After I moved my parents to an assisted living apartment (he had Alzheimer’s, she was showing signs of dementia), I began telling Mom about unusual writing contests. We didn’t have to actually enter the contests; the goal was to use the guidelines as writing prompts, and also to encourage her to talk about ideas and keep writing.
In the spirit of post-holiday writing, here is a real contest opportunity that also makes a great writing prompt. The PC does not stand for Politically Correct (haven’t we had enough of anything to do with politics?) The PC is for POST CARD Story Writing Contest, and writers can use any post card and then write up to a 500-word story about the cover.
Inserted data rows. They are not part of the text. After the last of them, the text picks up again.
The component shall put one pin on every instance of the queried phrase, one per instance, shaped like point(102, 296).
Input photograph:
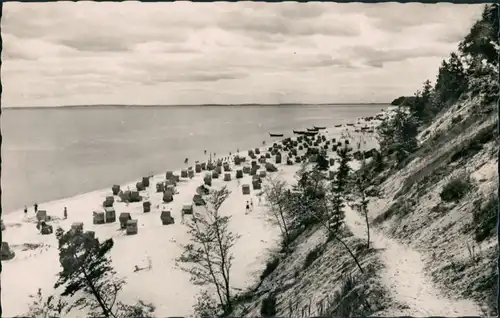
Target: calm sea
point(55, 153)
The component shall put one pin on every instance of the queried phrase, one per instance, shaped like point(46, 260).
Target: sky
point(89, 53)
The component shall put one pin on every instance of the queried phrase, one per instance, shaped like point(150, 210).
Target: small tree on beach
point(87, 270)
point(210, 250)
point(45, 307)
point(275, 193)
point(309, 200)
point(86, 267)
point(361, 183)
point(398, 135)
point(338, 190)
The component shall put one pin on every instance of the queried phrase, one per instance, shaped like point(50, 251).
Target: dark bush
point(268, 307)
point(455, 190)
point(313, 255)
point(469, 149)
point(270, 267)
point(485, 220)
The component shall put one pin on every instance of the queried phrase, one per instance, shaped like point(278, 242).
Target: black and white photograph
point(249, 159)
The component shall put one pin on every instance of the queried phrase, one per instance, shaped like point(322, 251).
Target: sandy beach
point(155, 247)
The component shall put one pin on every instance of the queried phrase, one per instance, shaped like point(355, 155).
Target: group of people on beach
point(249, 206)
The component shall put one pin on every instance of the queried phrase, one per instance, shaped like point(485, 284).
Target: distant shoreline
point(189, 105)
The deadline for The Geist Literal Literary Post Card Story Contest is Feb. 1, 2015, and entries can be made online. The cash prizes are $500, $250, and $150, and this Canadian contest is open to ALL writers everywhere. For full guidelines, details and examples of past winners: http://www.geist.com/contests/postcard-contest/
Another contest for All writers is the Narrative Travel Writing Contest/2015. There is no entry fee, and the first prize is $500 for a creative narrative entry about a great travel suggestion: http://www.transitionsabroad.com/information/writers/travel_writing_contest.shtml
If I were still using writing contests as prompts for my Mom, I would show her the postcards below and ask her to make up stories. For the Dust Bowl, maybe she would tell a story about mothers putting wet sheets over the insides of windows and doors to keep children from choking on the blowing dust. Of if I showed her the post card about cowboys taking a Saturday night bath in a pond, she might make up a funny story.
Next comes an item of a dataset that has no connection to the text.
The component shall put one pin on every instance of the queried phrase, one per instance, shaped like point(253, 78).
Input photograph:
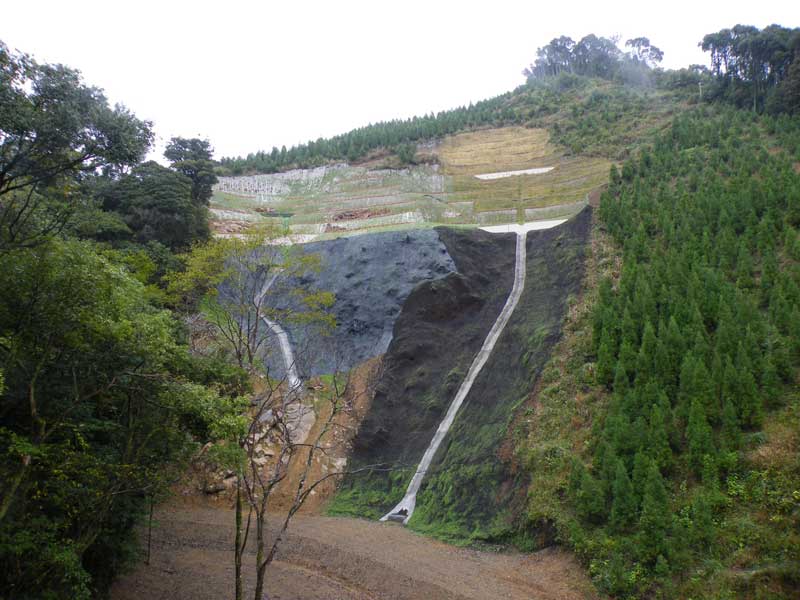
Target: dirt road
point(339, 558)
The post card of another Kansas personality, President Ike Eisenhower, shows him talking to the troops in WWII. What fictional conversation would you write to create a story?
As we approach the beginning of a new year—with new opportunities for writing, creating, sharing our ideas and talents—remember that sometimes practice writing can blossom into excellent entries in writing contests. Plus, practice writing keeps us thinking, and when we’re actively thinking, it’s a good way to keep our minds active.